Satelliten-Trio zur Integration auf Rakete in Plesetsk

Geschätzte Lesedauer: 2 Minuten

Die Vorbereitungen für den Start der von Astrium gebauten Satellitenflotte Swarm vom russischen Weltraumbahnhof Plesetsk (ca. 800 km nordöstlich von Moskau) laufen auf Hochtouren. Die drei Satelliten werden auf die Raketenoberstufe montiert. Das Satellitentrio soll am 22. November 2013 mit nur einer einzigen Trägerrakete von Eurockot Launch Services gestartet werden.

Die Swarm-Mission (engl. für Schwarm) soll das Erdmagnetfeld und seine Entwicklung mit einer bisher nicht erreichten Genauigkeit untersuchen. Die Erkenntnisse werden unser Verständnis des Erdinnern und seiner Wechselwirkung mit dem Weltraum verbessern. Sie wurden im September mit per Iljuschin von München auf den Weg zum russischen Startplatz geschickt.

Blick ins Erdinnere: Aus dem Weltall

Die drei identischen Swarm-Satelliten sollen in eine polare Umlaufbahn in 490 Kilometern Höhe geschossen werden und die bislang genaueste Vermessung des Erdmagnetfeldes und seiner Veränderungen durchführen. Die Swarm-Mission wird Jules Vernes Reise zum Mittelpunkt der Erde indirekt nachvollziehen. Um neue Einblicke in die Zusammensetzung und die Prozesse im Erdinneren zu gewinnen, braucht man heute nicht immer in die Erde zu graben oder zu bohren.

Man muss vielmehr in eine Erdumlaufbahn fliegen. Das Schlagwort heißt Satellitenfernerkundung. Direkte Einblicke in das Erdinnere vermitteln das Schwere- und Magnetfeld der Erde, deren orts- und zeitabhängige Variationen mit dynamischen Vorgängen im Erdkern in Verbindung gebracht werden.
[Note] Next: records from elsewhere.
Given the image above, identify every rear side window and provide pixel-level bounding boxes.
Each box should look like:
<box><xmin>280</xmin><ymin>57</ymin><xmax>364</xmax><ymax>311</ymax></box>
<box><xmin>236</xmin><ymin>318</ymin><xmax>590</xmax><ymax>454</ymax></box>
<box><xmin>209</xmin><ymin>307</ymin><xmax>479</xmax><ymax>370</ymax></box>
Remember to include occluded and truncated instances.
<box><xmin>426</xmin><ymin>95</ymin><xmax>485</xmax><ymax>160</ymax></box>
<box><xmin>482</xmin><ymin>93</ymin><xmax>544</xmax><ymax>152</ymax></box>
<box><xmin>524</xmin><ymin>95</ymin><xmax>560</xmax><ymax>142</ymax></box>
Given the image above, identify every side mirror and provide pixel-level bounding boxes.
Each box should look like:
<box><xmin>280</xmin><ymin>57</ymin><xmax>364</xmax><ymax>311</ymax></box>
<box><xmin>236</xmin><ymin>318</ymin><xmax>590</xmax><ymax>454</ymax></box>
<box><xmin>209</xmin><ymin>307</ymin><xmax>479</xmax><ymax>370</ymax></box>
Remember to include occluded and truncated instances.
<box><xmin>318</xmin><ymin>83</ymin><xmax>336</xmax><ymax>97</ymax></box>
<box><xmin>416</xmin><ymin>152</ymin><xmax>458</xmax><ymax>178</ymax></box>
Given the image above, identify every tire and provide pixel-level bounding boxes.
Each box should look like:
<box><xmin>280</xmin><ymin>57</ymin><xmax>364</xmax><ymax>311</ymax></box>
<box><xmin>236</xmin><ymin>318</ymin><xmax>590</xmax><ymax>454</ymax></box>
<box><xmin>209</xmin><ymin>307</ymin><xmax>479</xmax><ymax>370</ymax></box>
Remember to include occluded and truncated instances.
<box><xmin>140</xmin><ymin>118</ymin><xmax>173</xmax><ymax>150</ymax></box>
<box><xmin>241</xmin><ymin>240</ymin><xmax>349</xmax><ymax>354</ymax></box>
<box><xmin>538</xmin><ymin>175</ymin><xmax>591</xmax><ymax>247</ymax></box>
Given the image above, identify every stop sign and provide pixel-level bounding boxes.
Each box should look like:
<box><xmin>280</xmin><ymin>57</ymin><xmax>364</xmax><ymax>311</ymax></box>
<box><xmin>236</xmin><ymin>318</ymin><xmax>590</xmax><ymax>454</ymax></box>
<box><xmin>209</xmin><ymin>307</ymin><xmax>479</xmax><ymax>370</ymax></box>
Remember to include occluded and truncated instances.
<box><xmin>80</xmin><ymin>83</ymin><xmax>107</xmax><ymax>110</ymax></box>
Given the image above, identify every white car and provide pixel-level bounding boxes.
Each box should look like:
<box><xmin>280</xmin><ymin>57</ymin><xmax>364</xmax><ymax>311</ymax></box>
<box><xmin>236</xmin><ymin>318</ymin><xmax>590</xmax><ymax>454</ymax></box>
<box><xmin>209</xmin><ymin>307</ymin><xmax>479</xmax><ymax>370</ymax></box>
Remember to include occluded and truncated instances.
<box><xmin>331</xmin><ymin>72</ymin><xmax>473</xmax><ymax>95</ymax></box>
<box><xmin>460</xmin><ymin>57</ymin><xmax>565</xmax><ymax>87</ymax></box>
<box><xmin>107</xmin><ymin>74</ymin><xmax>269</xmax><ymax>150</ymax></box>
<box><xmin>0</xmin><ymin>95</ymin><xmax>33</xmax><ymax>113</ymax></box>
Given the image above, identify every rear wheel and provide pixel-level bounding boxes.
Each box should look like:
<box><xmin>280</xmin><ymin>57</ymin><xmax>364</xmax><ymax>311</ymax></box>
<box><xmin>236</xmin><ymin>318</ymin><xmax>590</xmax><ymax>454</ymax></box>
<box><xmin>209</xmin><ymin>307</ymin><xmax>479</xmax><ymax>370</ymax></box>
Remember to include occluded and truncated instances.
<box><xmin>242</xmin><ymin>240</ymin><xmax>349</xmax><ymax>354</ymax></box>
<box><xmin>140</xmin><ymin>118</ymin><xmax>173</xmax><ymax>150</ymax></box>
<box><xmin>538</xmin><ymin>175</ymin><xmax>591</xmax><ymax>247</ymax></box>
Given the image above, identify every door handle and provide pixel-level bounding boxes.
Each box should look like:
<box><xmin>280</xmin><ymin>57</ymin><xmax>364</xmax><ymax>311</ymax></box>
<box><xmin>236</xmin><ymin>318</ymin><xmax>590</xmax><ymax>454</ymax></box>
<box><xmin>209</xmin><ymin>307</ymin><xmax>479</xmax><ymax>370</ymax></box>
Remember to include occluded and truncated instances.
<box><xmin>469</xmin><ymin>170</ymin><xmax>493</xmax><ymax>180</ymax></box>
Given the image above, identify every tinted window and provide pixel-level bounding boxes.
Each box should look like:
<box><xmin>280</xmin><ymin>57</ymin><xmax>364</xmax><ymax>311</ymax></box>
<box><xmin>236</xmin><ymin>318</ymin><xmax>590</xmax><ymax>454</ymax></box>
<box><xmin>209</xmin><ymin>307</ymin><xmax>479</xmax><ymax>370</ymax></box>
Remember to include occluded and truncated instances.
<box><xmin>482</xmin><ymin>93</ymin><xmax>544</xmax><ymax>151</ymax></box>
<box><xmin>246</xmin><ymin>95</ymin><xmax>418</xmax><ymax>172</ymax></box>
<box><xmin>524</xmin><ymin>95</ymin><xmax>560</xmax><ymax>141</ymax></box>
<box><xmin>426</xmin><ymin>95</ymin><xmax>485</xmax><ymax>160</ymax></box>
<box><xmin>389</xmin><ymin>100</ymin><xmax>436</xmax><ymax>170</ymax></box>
Diese können umfassender vom Weltall aus erfasst werden.

- Anzeige -

Sehr präzise und hochauflösende Messungen von Stärke, Ausrichtung und Schwankungen des Erdmagnetfelds, ergänzt durch präzise Navigation, Beschleunigungsmessungen und Messungen der elektrischen Feldstärke, liefern die notwendigen Beobachtungsdaten, um verschiedene Quellen des Erdmagnetfelds unterscheiden und in Modellen erklären zu können.

Exploration von Lagerstätten

Die hoch auflösenden Magnetfeldmessungen aus der Swarm-Mission werden auch der Kartierung von magnetisierten Gesteinen und Sedimenten dienen und zum Auffinden von Mineralien und Erzlagerstätten nützlich sein.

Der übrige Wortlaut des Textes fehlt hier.